Anne Arundel County teachers took an overwhelming vote of no confidence late Wednesday against Superintendent Eric J. Smith, a final gesture of defiance against an administrator who has less than a month to work in the county.
The governing council of the Teachers Association of Anne Arundel County voted 109 to 2 against Smith, who lost the support of many classroom teachers early in his three-year tenure through a series of controversial changes in scheduling and curriculum. The confidence vote grew out of a summer survey by the union that revealed Smith's support among teachers to be in the single digits on matters of cooperation and trust.
The vote came just hours after the county school board voted to give Smith an 8 percent performance bonus, signifying that he has largely met the academic goals he set after arriving in the county in 2002. Even Smith's harshest critics on the board approved the $16,887 bonus, echoing the near-unanimous opinion that he made the schools more rigorous.
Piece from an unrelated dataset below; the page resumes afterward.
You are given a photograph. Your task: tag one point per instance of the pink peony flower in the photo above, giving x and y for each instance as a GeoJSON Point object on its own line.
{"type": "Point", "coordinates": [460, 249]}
"The quantitative goals, which are measurable, he has met," said Michael G. Leahy, one of two board members who have consistently opposed Smith's departure.
Some on Smith's senior staff regarded the no-confidence vote as an act of spite, considering that union leaders have known since September that the superintendent was leaving for a job at Harvard. Smith had a falling out with the school board over a summer audit that exposed excessive pay to top administrators.
The vote "does not send a constructive or positive message to our community, or anybody," said Konrad M. Wayson, the school board president. He noted that the group is about to embark on a national search for Smith's permanent replacement.
Union president Sheila Finlayson said teachers felt they had to proceed with the confidence vote, which had been discussed since spring. Teachers wished to telegraph their displeasure with Smith to any prospective future employer, she said. The vote also serves as a warning to his short-term replacement, veteran Anne Arundel educator Nancy Mann, who was named interim superintendent the same day as the confidence ballot.
Finlayson said she and Smith have not spoken more than a few words to each other since May. "And he's still here, and he's still making decisions that impact teachers," she said.
Mann is scheduled to start work as interim schools chief Nov. 24, the day after Smith departs.